Time Series Forecasting with Excel and R
Last updated
Last updated
We were allowed to pick the subject and data set of our interest, and I managed to convinced Henry to analyze seed fund in the US since tech startup always has my highest level of interest.
This image may not relate to this project at all. Source: www.biospace.com. All images, data and R Script can be found here
This is a project I did with my classmate He Liu in DSO 522 Applied Time Series Analysis for Forecasting class by professor Robertas Gabrys, USC.
Working capital is a critical problem for every startup. Starting a company is always an expensive venture, and most founders do not have the means to bootstrap or solely fund initial startup activities. At early stage, a common external funding type is seed capital, which is a type of equity-based funding in which an investor invests capital into a business during its early stages in exchange for equity stake. We notice an increase in the investment size for a funding deal, and we are sure founders care about the investment capacity of the market. Therefore, we decide to analyze the changes in the average seeding fund size for a startup in the US.
Our objective is to build a model that can best forecast this number
Our data source is Crunchbase.com, a website that crowd sources information about the fundraising of many startups around the world. Unfortunately, one had to pay a Pro membership to download the most recent data from Crunchbase. Therefore, we decided to use the data from 2006 to 2015, which is not up to date but can serve to train our models. We avoid using data for before 2006 period due to low quality and unstable data structure. We also notice this data set is biased and probably missing observation information, but we try to fit the best model and will reconsider its applicability for future data set.
Our data set has 22,791 observations from 2006 to 2015. We take the average of funding amount for each quarter and come up with the final data set for building models, which has 40 rows (40 quarters). Our response variable is “Average Fund”. Our training set includes the first 36 quarters, and our testing set includes our last 4 quarters. Explanatory variables include several economics indicators, which we adapt from the U.S. Census Bureau and the U.S. Bureau of Economic Analysis’s data.
Models
RMSE
MAPE
Holt-Winter’s Smoothing
188,027
15.2%
Time Series Regression with Quadratic Time
132,364
11.6%
Regression Against Economic Indicators
153,345
13.7%
ARIMA
171,804
15.1%
Of all models we tried, Time Series Regression with Quadratic Time has the lowest RMSE and MAPE. This model also shows the best performance on testing set with MAPE of 14%. From our models we can see that the average seed stage investment into startup companies are steadily increasing over time. The average early stage investment fund for startups are seeing an upward trend with small degrees of fluctuation. However, from our fitted models there are no strong quarterly seasonality effect on the amount funded.
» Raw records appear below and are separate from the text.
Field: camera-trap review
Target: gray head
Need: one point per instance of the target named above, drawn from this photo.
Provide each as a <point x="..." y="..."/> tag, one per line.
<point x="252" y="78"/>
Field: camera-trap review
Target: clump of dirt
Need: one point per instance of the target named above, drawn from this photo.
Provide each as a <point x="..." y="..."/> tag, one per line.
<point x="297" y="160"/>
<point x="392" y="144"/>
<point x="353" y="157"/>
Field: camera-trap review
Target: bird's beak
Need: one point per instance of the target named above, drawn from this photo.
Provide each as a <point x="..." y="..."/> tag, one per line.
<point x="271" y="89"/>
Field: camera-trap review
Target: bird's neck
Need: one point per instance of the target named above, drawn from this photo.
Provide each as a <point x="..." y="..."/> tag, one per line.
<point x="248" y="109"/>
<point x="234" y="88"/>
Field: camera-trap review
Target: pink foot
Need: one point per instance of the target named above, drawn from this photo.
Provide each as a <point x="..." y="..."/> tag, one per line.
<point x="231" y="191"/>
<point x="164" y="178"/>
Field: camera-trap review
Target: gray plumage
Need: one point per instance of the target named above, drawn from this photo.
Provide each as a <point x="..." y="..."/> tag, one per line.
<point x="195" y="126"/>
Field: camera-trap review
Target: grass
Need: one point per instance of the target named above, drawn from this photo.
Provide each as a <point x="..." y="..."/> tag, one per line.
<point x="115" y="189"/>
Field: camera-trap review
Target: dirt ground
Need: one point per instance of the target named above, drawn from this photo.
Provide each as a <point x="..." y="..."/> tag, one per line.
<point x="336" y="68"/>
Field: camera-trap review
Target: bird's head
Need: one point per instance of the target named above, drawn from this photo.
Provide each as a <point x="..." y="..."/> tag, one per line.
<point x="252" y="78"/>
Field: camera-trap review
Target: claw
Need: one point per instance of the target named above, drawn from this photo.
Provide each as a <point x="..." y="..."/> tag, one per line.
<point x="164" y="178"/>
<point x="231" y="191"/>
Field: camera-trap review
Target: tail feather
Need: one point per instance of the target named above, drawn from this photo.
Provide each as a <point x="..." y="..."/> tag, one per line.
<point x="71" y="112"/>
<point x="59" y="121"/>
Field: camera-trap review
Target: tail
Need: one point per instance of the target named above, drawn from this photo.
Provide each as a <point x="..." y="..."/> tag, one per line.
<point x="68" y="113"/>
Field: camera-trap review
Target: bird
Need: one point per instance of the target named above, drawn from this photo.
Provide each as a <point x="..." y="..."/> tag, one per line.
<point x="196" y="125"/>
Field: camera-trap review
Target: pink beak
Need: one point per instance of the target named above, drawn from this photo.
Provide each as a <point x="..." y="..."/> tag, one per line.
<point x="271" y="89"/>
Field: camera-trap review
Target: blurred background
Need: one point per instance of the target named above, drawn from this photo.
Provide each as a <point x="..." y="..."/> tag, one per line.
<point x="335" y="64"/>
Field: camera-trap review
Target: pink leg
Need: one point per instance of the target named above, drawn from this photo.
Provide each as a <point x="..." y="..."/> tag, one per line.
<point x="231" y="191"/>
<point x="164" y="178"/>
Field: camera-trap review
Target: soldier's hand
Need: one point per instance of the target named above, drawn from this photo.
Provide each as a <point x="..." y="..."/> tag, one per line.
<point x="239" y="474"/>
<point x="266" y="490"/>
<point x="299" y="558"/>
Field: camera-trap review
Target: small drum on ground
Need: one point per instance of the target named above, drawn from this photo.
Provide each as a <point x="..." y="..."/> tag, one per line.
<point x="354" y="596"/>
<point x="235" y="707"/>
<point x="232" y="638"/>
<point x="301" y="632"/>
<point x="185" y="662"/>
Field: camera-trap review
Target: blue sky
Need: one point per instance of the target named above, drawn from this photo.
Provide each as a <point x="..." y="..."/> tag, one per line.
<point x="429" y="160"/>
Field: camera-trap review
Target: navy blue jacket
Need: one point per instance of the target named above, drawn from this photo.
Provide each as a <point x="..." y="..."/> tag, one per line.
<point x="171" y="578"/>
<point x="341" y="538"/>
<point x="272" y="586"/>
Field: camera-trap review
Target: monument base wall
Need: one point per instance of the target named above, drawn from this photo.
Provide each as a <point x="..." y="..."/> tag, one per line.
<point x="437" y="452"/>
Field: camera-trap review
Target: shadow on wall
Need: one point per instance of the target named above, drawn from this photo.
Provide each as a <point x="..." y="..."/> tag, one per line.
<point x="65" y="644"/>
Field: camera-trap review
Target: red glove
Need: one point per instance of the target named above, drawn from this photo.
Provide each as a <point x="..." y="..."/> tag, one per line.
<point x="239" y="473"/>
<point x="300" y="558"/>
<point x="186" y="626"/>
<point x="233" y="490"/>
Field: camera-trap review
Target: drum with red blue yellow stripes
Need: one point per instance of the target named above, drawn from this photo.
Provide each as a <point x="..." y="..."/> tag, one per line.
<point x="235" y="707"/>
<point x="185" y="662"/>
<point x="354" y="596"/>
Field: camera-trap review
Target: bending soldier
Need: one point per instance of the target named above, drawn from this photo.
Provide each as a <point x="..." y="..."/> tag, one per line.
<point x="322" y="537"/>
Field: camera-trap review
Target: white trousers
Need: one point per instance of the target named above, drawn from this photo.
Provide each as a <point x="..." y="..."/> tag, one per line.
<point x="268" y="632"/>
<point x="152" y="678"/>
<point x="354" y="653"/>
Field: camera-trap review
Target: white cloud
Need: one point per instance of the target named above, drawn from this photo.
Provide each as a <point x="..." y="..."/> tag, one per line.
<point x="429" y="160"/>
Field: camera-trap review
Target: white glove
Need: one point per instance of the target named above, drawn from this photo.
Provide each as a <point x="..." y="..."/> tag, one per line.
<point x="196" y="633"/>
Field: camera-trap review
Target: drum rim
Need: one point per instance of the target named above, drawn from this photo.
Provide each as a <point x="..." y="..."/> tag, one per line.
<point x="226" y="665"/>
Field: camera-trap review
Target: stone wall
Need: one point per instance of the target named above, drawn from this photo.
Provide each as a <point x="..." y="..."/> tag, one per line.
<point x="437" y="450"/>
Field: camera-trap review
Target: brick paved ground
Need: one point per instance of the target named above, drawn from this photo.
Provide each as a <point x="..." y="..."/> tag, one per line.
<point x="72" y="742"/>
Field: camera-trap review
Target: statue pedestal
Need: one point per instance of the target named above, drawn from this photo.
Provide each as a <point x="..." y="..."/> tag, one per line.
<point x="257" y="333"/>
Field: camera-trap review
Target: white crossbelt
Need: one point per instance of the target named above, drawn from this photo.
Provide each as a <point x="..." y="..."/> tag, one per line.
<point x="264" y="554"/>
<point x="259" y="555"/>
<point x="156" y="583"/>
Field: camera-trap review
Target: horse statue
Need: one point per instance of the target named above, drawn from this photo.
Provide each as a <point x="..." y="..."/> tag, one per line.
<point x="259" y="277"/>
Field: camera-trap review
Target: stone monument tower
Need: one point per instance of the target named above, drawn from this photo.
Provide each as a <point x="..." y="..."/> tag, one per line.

We’re aware of the unsystematic nature of this data set. However, it is our high interest to see the trend and changes in seed fund size in the US. Fluctuations in the data may be caused by other variables that we were not able to capture. We had to limit our number of observations since data has multiple missing values and some extreme outliers. But using the models that we created, it is shown that startups looking for early stage fundraising do not need to time the market for the best entering date. Besides, we also notice that with 35 observations in our training set, the ARIMA model may not show the optimal result.
In this class, we tried to use Excel as much as possible. When it comes to the function that Excel inherently does not provide, we use R.
The raw data is available at "Raw Dataset" sheet in the excel file "Duong_Liu.xlsx". The data includes information of the startups and their seed investor(s), the amount and date of the deal.
For model 1 to 6, we created dummy variables for quarters, and added trend variable. For model 7, we added other economic indicators into the data. The first observation is likely to be an outlier; we found it after building Model 1, so we removed it from Model 2 forward.
Through visualization, we observe trend and seasonality in the data set, so we do not try MA and SES as our models. Note: In the first quarter of 2006, the $100M investment in SpaceX causes the first observation in our dataset to be an outlier.
To find all parameters for the method, we set up the predicting function on Excel and used Solver to find the optimal values.
RMSE
MAPE
Training
188,027
15.2%
Testing
706,675
15.0%
Smoothing-based methods is very adaptive, however its predictive power is not strong in this data set.
Model 1 include trend variable and quarter variables to capture seasonal behavior of the data. We notice a low R-square of 9%.
Model 2 (after removing the outlier) sees an improvement in R-square (73%). However, there's a pattern in residual plot, which implies quadratic variables may be needed. We add quadratic Trend in Model 3.
Model 3 sees further improvement in R-square (81%). The quadratic variable is significant. There's no sign of autocorrelation. However, trend variable is insignificant, we go ahead to remove this variable in Model 5 (Model 4 is a stupid atempt I don't really want to metion. Yes, stupidity happens). We also built ACF plot to see if autocorellation exists. The plots show no sign of autocorrelation.
After trying different transformations. We decided to go with this model as our final prediction model. R-square is acceptable, and there's no sign of autocorrelation.
RMSE
MAPE
Training
132364.3
11.6%
Testing
322935.5
14.1%
It is reasonable to consider the impact of overall economic landscape on the amount of seed fund received in the US. We added two variables Real Quarterly GDP and Quarterly Unemployment Rate together with seasonal dummy variables in an attempt to explain the response variable – Funding size.
RMSE
MAPE
Training
153,345
13.7%
Testing
384,997
16.8%
This regression model shows useful result with R-square of 73%. Both additional variables are significantly useful. However, we do not advocate this model since we need to make assumptions regarding future value of explanatory variables (GDP and Unemployment Rate). This additional uncertainty is unwelcomed.
We conduct ARIMA modelling automatically in R to pick the best model.
Import Data
From visualization of the seasonal graph we can see that quarterly seasonality is not very significant in explaining our model. Quarterly average fund being raised for each company may follow another seasonal pattern or could be influenced by other variables.
Build ARIMA Model
Testing data does not really fit onto our predicted values, lying above the confidence interval of our prediction. The fitted values seem not to fit our training data very well.
Residuals Analysis
Residuals do not show signs of autocorrelation. However, the residuals are not very normal looking. This may be due to having too little observations.
RMSE
MAPE
Training set
171804.5
15.1%
Test set
389669.8
16.6%